Als ich von der Realschule an die Hochschule kam, da hörte ich verschiedene Dinge, ließ mich in verschiedene Dinge inskribieren. Es waren lauter Dinge, die mich nichts angingen, denn nirgends konnte man den Impuls desjenigen verspüren, was wirklich zusammenhängt mit der Evolution unseres Zeitalters. Und ohne albern werden zu wollen – ich habe ja neulich erzählt, wie ich überall herauslanciert worden bin -, darf ich sagen, dass ich vor allen Dingen eine gewisse Sympathie hatte für jene Universitas, die der Goetheanismus ist dadurch, dass Goethe im Grunde genommen, indem er durch die Universitätsbildung ging, auch durch etwas ging, was ihn nichts anging in Wirklichkeit. Goethe hat sich blutwenig befasst in Leipzig, in der damaligen Universität im damaligen königlichen Sachsenlande, mit dem, was er da hören konnte, und er hat sich später wiederum in Straßburg blutwenig befasst mit dem, was er da hören konnte. Und dennoch, alles das, selbst das Künstlerischeste des Künstlerischen bei Goethe ruht auf solidem Boden sogar strengster Naturanschauung. Goethe ist wider alles Universitätswesen in die modernsten Impulse auch des Erkennens hineingewachsen. Das ist dasjenige, was man, wenn man von Goetheanismus spricht, nicht aus dem Auge verlieren darf. Das ist dasjenige, was ich in meinen Goethe-Studien und auch in meinem Buche «Goethes Weltanschauung» gerne den Menschen zum Bewusstsein gebracht hätte. Den wirklichen Goethe hätte ich gerne den Menschen zum Bewusstsein gebracht. Nur – es war das Zeitalter nicht dazu da. Es fehlte sozusagen in ganz erheblichem Maße der Resonanzboden. Dass Ansätze dazu da waren, das habe ich neulich erwähnt; sie waren doch in Weimar gegeben, der Boden war in Weimar gewissermaßen dazu gegeben. Aber auf diesen Boden stellte sich nichts Rechtes, und diejenigen, die darauf gestellt waren, lancierten die anderen weg, die auf diesem Boden hätten stehen können. Wäre die neuere Zeit ein wenig von Goetheanismus durchdrungen, sie würde mit Sehnsucht Geisteswissenschaft aufnehmen, denn der Goetheanismus bereitet den Boden für die Aufnahme der Geisteswissenschaft vor.

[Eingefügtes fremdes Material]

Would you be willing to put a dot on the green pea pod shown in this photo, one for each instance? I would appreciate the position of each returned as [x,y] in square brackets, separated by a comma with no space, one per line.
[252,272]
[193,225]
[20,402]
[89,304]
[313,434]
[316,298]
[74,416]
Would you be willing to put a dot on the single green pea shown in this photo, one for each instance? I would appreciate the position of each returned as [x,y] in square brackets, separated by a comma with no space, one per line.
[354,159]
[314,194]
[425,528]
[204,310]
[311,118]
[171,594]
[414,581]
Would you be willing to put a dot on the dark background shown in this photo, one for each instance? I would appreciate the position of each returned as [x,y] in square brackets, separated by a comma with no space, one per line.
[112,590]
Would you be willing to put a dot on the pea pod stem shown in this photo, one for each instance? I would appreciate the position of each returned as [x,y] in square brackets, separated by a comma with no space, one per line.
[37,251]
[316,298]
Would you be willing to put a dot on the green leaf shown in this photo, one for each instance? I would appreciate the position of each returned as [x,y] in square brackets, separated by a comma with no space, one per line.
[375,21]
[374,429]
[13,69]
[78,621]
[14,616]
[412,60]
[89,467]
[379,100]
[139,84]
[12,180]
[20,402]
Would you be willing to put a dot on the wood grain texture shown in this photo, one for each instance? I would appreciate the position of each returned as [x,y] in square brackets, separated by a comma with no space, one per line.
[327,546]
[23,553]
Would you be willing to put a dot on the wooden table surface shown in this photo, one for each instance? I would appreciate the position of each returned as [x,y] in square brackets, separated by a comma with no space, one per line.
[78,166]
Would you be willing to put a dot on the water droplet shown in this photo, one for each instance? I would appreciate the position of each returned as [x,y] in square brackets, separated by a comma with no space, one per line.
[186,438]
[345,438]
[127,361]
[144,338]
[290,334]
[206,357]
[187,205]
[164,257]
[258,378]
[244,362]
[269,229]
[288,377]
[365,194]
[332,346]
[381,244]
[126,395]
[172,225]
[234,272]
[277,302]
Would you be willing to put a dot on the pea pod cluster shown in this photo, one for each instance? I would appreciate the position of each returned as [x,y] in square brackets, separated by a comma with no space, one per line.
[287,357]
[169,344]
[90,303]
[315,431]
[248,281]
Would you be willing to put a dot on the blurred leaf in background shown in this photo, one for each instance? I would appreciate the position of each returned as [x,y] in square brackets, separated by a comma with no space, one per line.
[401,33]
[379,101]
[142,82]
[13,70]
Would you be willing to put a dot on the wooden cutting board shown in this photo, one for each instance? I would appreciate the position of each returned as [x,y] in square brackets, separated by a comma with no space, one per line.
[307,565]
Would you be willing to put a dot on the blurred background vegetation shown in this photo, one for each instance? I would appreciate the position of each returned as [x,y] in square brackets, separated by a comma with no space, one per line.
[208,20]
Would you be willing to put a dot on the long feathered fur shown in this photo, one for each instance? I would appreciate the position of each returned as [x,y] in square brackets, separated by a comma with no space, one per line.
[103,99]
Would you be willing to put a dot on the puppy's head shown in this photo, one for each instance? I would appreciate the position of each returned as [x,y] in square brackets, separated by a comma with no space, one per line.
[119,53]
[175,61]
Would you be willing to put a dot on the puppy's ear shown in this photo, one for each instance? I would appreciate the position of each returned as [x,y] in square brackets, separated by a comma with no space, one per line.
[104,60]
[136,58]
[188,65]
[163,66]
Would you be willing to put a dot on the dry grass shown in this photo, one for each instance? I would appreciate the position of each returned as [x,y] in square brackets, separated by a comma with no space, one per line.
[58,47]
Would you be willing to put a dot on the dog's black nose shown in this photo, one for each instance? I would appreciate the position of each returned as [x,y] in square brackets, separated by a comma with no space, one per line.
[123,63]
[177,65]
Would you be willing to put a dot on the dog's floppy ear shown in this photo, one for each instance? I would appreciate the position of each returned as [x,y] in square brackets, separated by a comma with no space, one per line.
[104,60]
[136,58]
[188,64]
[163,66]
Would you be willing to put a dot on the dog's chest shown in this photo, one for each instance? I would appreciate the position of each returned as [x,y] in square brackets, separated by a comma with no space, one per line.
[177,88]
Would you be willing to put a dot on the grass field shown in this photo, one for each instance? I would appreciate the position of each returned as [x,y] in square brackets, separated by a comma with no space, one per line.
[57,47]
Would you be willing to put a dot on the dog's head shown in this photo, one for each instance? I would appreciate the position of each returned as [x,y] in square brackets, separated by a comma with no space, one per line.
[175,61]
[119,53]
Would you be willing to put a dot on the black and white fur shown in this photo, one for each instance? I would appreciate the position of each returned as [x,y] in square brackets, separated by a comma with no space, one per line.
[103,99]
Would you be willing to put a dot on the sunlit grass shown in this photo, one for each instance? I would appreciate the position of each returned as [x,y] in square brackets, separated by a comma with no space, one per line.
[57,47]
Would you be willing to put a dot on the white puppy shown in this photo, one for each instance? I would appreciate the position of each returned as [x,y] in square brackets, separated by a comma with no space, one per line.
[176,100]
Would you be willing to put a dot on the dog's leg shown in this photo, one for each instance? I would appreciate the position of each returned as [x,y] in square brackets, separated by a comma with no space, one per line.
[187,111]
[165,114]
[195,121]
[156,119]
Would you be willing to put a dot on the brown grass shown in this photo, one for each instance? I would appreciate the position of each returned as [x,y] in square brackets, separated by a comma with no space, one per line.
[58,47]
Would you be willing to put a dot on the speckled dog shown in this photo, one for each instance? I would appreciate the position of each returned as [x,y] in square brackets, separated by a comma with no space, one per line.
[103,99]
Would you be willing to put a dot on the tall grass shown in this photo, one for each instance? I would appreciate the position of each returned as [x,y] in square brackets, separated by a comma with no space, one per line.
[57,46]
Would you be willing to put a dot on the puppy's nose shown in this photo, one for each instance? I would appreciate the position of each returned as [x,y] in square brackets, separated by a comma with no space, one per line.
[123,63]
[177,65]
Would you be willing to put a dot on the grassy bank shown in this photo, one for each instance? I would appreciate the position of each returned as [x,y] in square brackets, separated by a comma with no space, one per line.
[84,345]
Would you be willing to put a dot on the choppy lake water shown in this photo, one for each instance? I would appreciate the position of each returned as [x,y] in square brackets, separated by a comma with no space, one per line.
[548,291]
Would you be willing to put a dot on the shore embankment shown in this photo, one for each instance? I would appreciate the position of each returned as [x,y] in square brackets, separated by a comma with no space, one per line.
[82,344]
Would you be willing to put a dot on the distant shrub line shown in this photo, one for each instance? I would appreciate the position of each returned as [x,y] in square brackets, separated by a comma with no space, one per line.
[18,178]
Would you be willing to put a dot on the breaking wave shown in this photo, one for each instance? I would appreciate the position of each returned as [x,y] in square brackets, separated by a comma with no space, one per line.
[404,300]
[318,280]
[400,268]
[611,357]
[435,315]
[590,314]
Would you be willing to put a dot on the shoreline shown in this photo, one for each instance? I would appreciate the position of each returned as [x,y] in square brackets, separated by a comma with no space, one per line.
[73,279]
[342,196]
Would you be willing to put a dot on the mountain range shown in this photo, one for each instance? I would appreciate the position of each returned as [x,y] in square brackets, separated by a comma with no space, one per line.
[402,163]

Dann aber würde wiederum dieser Goetheanismus zur Methode für eine wirkliche Gesundung der Menschen der Gegenwart. Ja, man muss nicht oberflächlich das Leben der gegenwärtigen Zeit betrachten!

 

 

Als ich meine «Philosophie der Freiheit» hier vor acht Tagen besprochen habe, da habe ich versucht, Ihnen darzustellen, wie ich mit meinem Wirken eigentlich es dahin gebracht habe, überall herauslanciert zu werden. Sie erinnern sich wohl noch an dieses Herauslancieren auf den verschiedensten Gebieten. Ja, ich darf wohl sagen: Auch mit dem Goetheanismus darf ich mich von den verschiedensten Seiten her als herauslanciert betrachten, da, wo ich versucht habe in den letzten schweren Jahren, die Menschheit auf ihn hinzuweisen. Goetheanismus ist ja nun wirklich nicht, dass etwas über Goethe gesagt wird, sondern Goetheanismus kann es auch sein, wenn man sich die Frage auf wirft: Was geschieht am besten irgendwo an irgendeiner Stelle der Welt, jetzt, wo alle Völker der Welt miteinander raufen? – Aber auch da fühlte ich mich überall herauslanciert. Das sage ich nicht aus Pessimismus, denn dazu kenne ich die Konstitution des Karma viel zu gut. Das sage ich auch nicht, weil ich nicht morgen doch dasselbe machen würde, was ich gestern gemacht habe, wenn sich mir die Gelegenheit dazu bieten würde. Aber ich muss es sagen, weil es notwendig ist, manches zur Kenntnis der Menschheit zu bringen, weil die Menschheit nur dadurch, dass sie in die Wirklichkeit hineinschaut, dazu kommen kann, ihrerseits selbst die Impulse zu finden, die dem gegenwärtigen Zeitalter angemessen sind. Muss es denn durchaus sein, dass die Menschen gar nicht dazu kommen können, durch das Regemachen desjenigen, was in ihren Herzen und ihren innersten Seelen sitzt, den Weg zu finden zum Lichte? Muss es denn auf dem Wege des äußeren Zwanges sein? Muss es denn auf dem Wege geschehen, dass erst alles zusammenbricht, damit die Menschen anfangen zu denken? Soll man nicht diese Frage doch jeden Tag, jeden Tag aufs neue aufwerfen? Nicht verlange ich, dass der einzelne dies oder jenes tut, denn ich weiß sehr gut, wie wenig man in der Gegenwart tun kann. Aber was notwendig ist, ist Einsicht zu haben, nicht immer dieses falsche Urteil und dieses Nichtbemühen zu haben, in die Dinge hineinzuschauen, wie sie ihrer Wirklichkeit nach sind.